Paris, 28 mai 2014 (AFP) – Le Sénat a allongé mercredi à 30 ans le délai de prescription des agressions sexuelles, pour permettre aux victimes de porter plainte quand elles ont été frappées d’amnésie et que leur mémoire revient.
Dans un premier temps, les centristes Muguette Dini et Chantal Jouanno, auteurs d’une proposition de loi en ce sens, adoptée en première lecture, voulaient faire courir le délai de prescription à partir de la date où la victime prend conscience de l’agression et non à partir de la date à laquelle celle-ci est commise.
Mais le rapporteur Philippe Kaltenbach (PS) a soulevé un risque d’inconstitutionnalité et a proposé de l’amender en portant le délai de prescription aux violences sexuelles sur des mineurs « à 30 ans pour les faits aujourd’hui prescrits par 20 ans et à 20 ans pour ceux aujourd’hui prescrits par 10 ans ».
« Les victimes mineures d’agressions sexuelles pourront désormais porter plainte jusqu’à l’âge de 48 ans », a souligné le rapporteur des Hauts-de-Seine, « et ce, alors que les experts s’accordent à dire que ces traumatismes se révèlent souvent après 40 ans ».
« La durée de trente ans n’est pas incohérente », a-t-il précisé. « Elle est celle retenue pour les crimes de guerre, mais aussi pour les infractions de trafic de stupéfiants ou encore de terrorisme ».
« La France s’est dotée d’un dispositif répressif sévère à l’encontre des auteurs de violences sexuelles », a souligné le sénateur des Hauts-de-Seine. « Toutefois, les délais actuels de prescription ne sont pas adaptés pour les mineurs », a-t-il poursuivi. « Le traumatisme subi lors d’une agression sexuelle se traduit souvent par une amnésie dissociative, plaçant la victime dans l’impossibilité de dénoncer les faits pendant une période parfois très longue ».
La solution proposée par Mmes Dini et Jouanno « présente plusieurs difficultés sérieuses, notamment sur le plan constitutionnel », a-t-il estimé.

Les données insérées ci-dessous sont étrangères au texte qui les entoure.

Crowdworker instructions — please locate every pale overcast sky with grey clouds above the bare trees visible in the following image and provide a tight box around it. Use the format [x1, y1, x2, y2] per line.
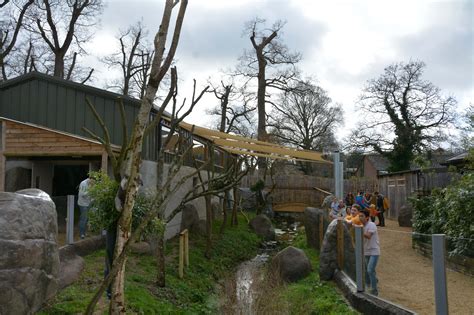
[83, 0, 474, 141]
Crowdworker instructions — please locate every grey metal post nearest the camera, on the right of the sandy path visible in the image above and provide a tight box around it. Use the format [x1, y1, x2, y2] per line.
[432, 234, 449, 315]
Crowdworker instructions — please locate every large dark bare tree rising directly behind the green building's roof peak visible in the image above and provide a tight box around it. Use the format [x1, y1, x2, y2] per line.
[23, 0, 102, 82]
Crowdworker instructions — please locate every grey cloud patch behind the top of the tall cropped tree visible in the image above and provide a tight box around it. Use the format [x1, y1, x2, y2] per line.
[180, 1, 325, 67]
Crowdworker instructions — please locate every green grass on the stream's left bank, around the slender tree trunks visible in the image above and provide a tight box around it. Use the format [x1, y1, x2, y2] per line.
[40, 218, 261, 314]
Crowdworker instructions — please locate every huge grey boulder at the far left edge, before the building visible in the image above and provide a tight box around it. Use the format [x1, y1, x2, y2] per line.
[0, 189, 59, 314]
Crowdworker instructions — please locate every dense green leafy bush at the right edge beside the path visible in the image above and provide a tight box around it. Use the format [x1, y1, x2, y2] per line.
[411, 165, 474, 257]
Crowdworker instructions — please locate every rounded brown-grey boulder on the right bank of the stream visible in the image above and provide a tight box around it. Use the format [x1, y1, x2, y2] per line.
[271, 246, 311, 282]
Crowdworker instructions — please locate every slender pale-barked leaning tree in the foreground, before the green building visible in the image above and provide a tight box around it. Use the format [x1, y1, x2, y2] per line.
[80, 0, 192, 314]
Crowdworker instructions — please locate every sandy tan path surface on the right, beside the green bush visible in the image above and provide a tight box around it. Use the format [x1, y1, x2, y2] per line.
[377, 220, 474, 315]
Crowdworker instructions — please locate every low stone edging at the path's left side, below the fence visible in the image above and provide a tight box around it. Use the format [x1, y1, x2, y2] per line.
[334, 270, 416, 315]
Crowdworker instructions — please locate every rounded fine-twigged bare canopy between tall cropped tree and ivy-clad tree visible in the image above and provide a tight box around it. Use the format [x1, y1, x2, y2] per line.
[268, 81, 343, 151]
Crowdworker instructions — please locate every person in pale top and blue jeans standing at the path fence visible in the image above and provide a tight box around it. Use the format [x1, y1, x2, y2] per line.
[359, 209, 380, 295]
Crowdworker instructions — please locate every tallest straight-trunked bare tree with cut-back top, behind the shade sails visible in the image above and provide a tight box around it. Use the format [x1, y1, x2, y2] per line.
[237, 18, 301, 169]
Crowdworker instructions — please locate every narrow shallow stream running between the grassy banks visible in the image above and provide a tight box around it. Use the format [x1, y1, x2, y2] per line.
[233, 214, 301, 314]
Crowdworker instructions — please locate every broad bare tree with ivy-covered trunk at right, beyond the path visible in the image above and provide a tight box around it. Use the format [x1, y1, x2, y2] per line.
[350, 61, 457, 171]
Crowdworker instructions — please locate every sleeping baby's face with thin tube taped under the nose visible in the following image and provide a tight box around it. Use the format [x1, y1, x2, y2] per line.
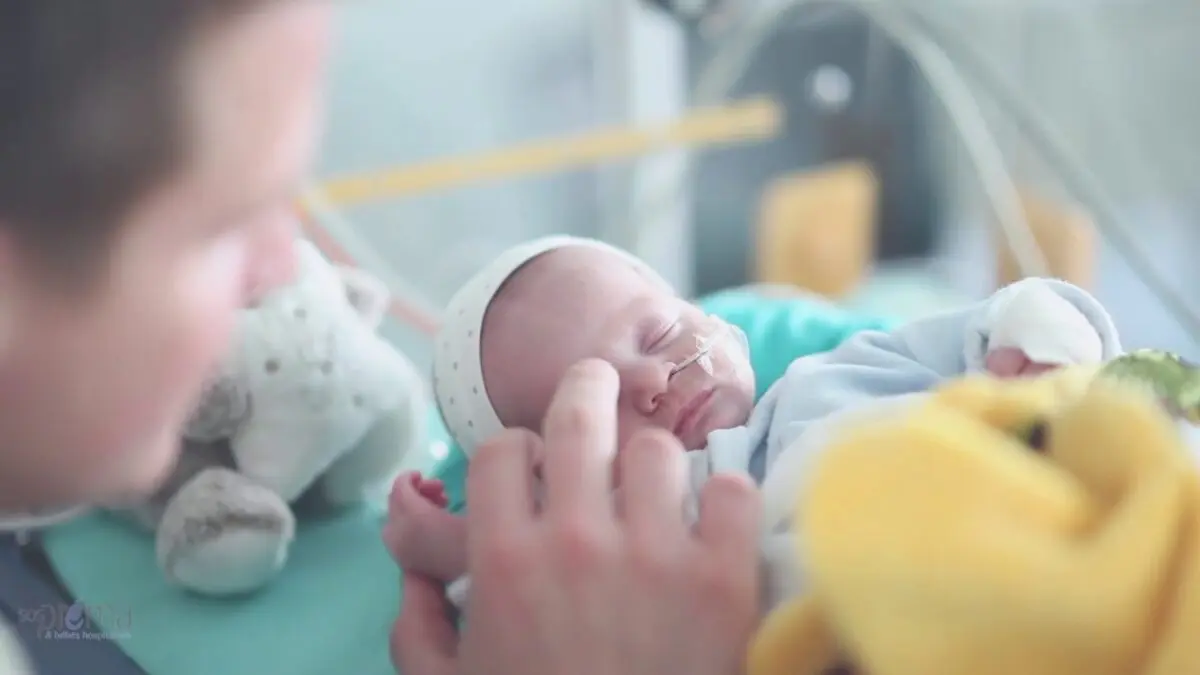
[482, 246, 754, 449]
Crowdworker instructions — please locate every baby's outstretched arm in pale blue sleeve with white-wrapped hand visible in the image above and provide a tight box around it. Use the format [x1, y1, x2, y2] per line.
[762, 279, 1121, 526]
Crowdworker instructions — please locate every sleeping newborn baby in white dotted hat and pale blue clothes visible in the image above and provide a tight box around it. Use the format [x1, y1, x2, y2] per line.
[384, 238, 1120, 605]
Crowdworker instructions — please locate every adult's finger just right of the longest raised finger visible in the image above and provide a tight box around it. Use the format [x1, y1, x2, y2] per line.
[617, 430, 688, 537]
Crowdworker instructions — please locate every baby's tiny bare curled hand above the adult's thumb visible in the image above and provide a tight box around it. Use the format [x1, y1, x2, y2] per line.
[383, 471, 452, 569]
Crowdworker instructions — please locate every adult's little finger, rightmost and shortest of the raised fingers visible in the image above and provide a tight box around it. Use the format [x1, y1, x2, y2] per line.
[696, 473, 762, 565]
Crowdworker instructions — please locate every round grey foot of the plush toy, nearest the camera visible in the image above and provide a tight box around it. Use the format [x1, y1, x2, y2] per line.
[157, 468, 295, 596]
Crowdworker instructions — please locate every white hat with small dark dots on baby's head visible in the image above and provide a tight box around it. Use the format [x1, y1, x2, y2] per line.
[433, 235, 668, 456]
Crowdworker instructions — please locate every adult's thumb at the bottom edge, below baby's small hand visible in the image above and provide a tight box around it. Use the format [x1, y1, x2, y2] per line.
[389, 573, 458, 675]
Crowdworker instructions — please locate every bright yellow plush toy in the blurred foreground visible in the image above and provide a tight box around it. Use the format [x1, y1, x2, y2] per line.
[748, 355, 1200, 675]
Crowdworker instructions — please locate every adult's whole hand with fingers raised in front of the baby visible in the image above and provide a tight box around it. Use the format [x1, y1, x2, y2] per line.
[392, 362, 760, 675]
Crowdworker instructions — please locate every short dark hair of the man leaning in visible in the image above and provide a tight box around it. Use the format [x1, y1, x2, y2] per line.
[0, 0, 264, 277]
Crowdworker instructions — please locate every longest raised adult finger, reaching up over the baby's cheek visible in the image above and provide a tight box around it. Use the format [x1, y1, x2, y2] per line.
[542, 359, 620, 519]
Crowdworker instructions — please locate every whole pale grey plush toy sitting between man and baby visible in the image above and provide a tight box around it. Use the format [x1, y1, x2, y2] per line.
[124, 240, 430, 596]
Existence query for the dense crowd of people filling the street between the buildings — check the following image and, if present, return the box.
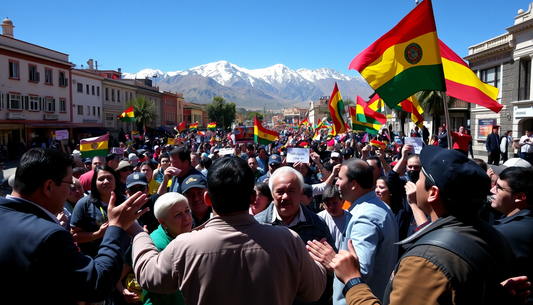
[0,122,533,304]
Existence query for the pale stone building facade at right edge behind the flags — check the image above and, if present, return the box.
[465,3,533,156]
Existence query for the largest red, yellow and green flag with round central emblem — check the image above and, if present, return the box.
[349,0,446,108]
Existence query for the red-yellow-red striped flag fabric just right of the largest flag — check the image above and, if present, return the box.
[439,40,503,113]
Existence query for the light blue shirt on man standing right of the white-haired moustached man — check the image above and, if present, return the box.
[333,191,398,305]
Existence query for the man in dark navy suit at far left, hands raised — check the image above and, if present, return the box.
[0,148,146,304]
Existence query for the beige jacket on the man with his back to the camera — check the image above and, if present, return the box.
[133,214,326,305]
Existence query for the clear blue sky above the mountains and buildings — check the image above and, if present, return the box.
[0,0,531,76]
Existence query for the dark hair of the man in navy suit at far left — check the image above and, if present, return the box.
[13,148,74,195]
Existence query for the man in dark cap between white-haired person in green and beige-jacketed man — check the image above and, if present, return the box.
[181,175,213,228]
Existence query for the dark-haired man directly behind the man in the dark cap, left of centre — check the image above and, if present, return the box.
[168,147,202,194]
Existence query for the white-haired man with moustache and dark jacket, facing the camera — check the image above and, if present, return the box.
[255,166,335,304]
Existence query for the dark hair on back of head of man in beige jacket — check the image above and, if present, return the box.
[207,156,254,214]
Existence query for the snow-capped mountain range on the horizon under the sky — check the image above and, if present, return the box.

Pour les contourner, il a déposé deux amendements pour rallonger le délai de prescription.
– « Fausse bonne réponse juridique » –
« Vous nous proposez une solution, même si elle n’est pas aussi complète que celle que j’avais souhaitée », a estimé Mme Dini. « C’est mieux toutefois que de risquer une inconstitutionnalité. Notre souci est d’aider les victimes. Le prolongement est un progrès ». La sénatrice du Rhône avait commencé son intervention en relatant le témoignage de deux victimes d’agressions sexuelles dans leur enfance, une femme et un homme qui assistaient au débat de la tribune, et qui ont recouvré la mémoire après leur majorité.
« Nous sommes du côté des victimes, tout simplement parce qu’on ne l’a pas été assez jusqu’à aujourd’hui », a souligné Chantal Jouanno. « Je ne voterai pas contre vos amendements, M. le rapporteur, car ils améliorent en effet la situation existante et permettront au texte de poursuivre sa navette. Pour autant, je ne voterai pas pour, car ils reviennent à nier le phénomène de l’amnésie post-traumatique. Je m’abstiendrai ».
« Ces actes sont effroyables, qu’ils soient commis sur une personne mineure ou majeure », a lancé de son côté Joëlle Garriaud-Maylam. « C’est pourquoi mon groupe UMP soutient l’amendement de M. Kaltenbach: donner dix ans de plus pour que la victime puisse, enfin, dire ces secrets trop longtemps enfouis ».
« Les agressions sur mineurs sont graves mais l’allongement du délai de prescription ne les fera pas diminuer, il faut les prévenir et délier la parole », a affirmé Cécile Cukierman (Communiste, républicain et citoyen). « Ce texte (…) appelle à une réforme plus globale des délais de prescription », a-t-elle ajouté en annonçant l’abstention de son groupe.
Pour Esther Benbassa (Ecologiste), « si la présente proposition de loi était adoptée, cela reviendrait enfin à rendre les agressions sexuelles imprescriptibles et donc à les placer au même rang que les crimes contre l’humanité ». C’est pourquoi son groupe s’abstient.
« La proposition de loi rompt l’équilibre entre le droit des victimes et le droit à procès équitable », a estimé Jean-Claude Ruquier pour le RDSE (à majorité PRG) en présentant l’opposition de son groupe. « Elle constitue une fausse bonne réponse juridique ».
Le texte doit être adoptée par l’Assemblée nationale pour pouvoir entrer en vigueur.